Will Sandy's economic impact be felt in Wisconsin?

BROWN DEER -- Calculating just how much damage superstorm Sandy has inflicted won't be easy, but economists predict the final cost of the storm will be between $30 million and $50 million. As cleanup efforts begin on the east coast, some in Wisconsin are wondering what kind of economic impact the storm will have here in the Midwest.

When Hurricane Katrina struck in 2005, gas prices went up across the country. However, experts say despite Sandy's strength and devastation, they don't expect gas prices to change that much.

On Tuesday, the nation got a glimpse of the damage left behind by Sandy. Millions were without power and transportation systems remained crippled.

Experts say despite the widespread damage Sandy caused, the economic impact should be temporary and limited.

"Nationwide, we are not going to see that much of an impact.  The impact would mostly be concentrated in the east coast. Food prices will be affected because supply transportation has been disrupted," Marquette University Economics Dept. Chair Abdur Chowdhury said.

Chowdhury says any nationwide impact on food, utilities and even gas prices won't be significant. Analysts at GasBuddy.com agree.

"The northeast is not exactly the refining hub that the Gulf Coast is. We shouldn't see price fluxuations -- especially outside the east coast," Patrick DeHaan with GasBuddy.com said.

Small businesses damaged by Sandy will need time to recover, but analysts say that should be balanced out in the overall market by an uptick in construction.

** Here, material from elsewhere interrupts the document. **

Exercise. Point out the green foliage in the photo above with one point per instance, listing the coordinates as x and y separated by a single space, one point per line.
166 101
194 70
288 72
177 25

After an historic two days shut down, the U.S. markets are expected to reopen Wednesday. Trading volume is expected to surge. Throughout much of the month, an average of 3.5 billion shares have been exchanging hands each day, but experts say that could double on Wednesday.

"I'm expecting to see a little more volatility in the stock market," Chowdhury said.

As for who will cover the cost of the storm, it's predicted government spending and insurance will cover 60% to 70% of the damage.

Experts say because there haven't been a lot of natural disasters this year so far, there shouldn't be much of an increase.